It is easily forgotten that among the multitude of fluff in their back catalogue, that these Scandinavian song-smiths did occasionally pack an emotional wallop: and none more so than this love-as-a-poker game analogy.
And so the perfect choice for Meredith, still reeling from the aftershocks of the agonizingly long dissolution of her relationship with bearded pool accessory salesman Thomas.
The trouble was they broke up and got back together so often, that it had become difficult to actually take the breakups seriously. It was a boy and girl who cried wolf scenario: with bags packed and unpacked with such regularity that their bedroom began to resemble an airport terminal.
But it was really over this time. The straw that broke the camel's back was a can opener. She said it was in the bottom drawer, when in fact it was still in the dishwasher. He then questioned why a can opener needed to be washed in the first place? She asked him if he'd ever heard of food poisoning? Suggesting that he then 'look it up in the fukn dictionary yu fukn idiot!'
To which he responded with 'how'd yu get fukn food poisoning opnin a fukn cano tomato fukn soup!' said from the bedroom, where he had retreated with lightning speed, and was packing his suitcase with the expediency and experience of a sock rolling ninja.

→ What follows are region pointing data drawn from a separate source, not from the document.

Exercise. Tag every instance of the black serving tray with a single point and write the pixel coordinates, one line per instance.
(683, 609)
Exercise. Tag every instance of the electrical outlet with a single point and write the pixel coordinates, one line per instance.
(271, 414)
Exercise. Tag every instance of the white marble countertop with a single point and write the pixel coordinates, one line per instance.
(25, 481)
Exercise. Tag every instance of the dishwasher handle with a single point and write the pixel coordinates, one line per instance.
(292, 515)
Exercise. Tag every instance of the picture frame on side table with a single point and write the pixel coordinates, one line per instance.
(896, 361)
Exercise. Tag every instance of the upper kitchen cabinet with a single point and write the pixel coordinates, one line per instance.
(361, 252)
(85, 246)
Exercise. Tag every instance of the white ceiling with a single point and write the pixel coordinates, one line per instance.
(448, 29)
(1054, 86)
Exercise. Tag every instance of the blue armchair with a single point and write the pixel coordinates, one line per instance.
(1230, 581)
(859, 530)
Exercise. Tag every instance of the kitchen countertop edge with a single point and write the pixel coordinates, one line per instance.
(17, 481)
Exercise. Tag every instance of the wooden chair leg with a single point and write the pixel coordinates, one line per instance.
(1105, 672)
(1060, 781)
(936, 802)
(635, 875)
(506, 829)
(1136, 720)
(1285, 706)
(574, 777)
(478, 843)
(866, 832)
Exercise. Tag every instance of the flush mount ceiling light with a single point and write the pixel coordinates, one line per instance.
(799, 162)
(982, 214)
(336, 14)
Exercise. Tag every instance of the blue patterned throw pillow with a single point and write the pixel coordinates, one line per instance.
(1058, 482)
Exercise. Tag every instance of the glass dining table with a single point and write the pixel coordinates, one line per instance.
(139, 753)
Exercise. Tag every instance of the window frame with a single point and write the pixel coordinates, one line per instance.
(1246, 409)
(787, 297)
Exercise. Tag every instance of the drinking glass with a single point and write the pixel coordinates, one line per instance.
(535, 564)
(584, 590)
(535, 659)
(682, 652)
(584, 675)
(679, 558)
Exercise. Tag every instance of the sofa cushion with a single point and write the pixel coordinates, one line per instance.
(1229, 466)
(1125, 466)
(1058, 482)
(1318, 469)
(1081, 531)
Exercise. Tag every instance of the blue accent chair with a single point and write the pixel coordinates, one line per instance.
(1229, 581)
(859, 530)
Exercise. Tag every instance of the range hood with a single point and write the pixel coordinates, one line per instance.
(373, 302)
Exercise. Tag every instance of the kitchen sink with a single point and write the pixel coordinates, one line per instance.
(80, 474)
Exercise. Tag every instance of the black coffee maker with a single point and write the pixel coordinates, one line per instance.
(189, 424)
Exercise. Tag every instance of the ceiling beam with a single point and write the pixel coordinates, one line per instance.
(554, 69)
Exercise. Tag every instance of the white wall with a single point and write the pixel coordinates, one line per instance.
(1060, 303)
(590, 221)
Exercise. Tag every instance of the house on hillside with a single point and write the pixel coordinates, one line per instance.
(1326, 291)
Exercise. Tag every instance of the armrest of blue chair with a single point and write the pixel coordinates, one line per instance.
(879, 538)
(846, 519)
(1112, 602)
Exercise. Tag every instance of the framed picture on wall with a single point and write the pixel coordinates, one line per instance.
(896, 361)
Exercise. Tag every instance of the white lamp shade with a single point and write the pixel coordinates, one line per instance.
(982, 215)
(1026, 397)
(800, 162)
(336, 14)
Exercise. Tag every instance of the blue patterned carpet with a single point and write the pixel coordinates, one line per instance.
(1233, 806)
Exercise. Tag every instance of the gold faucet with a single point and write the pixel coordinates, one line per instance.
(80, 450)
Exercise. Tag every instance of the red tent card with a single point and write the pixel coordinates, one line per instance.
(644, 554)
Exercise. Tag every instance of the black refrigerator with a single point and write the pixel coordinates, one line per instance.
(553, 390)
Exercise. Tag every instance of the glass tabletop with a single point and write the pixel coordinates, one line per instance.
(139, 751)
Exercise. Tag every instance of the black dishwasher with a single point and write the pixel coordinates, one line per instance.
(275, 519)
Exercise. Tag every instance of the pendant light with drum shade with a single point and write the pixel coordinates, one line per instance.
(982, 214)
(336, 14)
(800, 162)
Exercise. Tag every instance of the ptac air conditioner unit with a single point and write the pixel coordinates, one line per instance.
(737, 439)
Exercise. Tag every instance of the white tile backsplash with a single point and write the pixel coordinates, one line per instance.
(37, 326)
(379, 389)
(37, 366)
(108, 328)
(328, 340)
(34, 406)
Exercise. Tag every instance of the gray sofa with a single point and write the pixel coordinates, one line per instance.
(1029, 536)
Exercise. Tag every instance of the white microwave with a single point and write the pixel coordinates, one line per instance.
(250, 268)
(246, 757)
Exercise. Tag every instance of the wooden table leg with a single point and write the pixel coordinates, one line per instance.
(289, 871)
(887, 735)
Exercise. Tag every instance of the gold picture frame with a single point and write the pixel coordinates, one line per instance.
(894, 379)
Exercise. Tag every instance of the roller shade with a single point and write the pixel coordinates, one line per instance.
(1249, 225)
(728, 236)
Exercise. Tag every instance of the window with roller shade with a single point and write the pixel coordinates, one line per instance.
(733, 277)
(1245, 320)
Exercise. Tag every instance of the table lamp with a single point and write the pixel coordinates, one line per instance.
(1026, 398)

The reality did not dawn on her for about a week, after her numerous texts and phone messages went unanswered. Her immediate fear was that he had met with foul play...until a photo of him showed up at a barbecue on his brother's facebook, wielding tongs, and wearing an apron that said Nice Tits!!!
So that's it then? she figured. Both saddened and relieved, sort of like finally getting rid of a case of the measles, but also missing the familiarity of the symptoms.
An so let herself drown in the catharsis of this song, stirring her black russian with a straw, while also eyeing up the taxi driver playing snooker in the corner.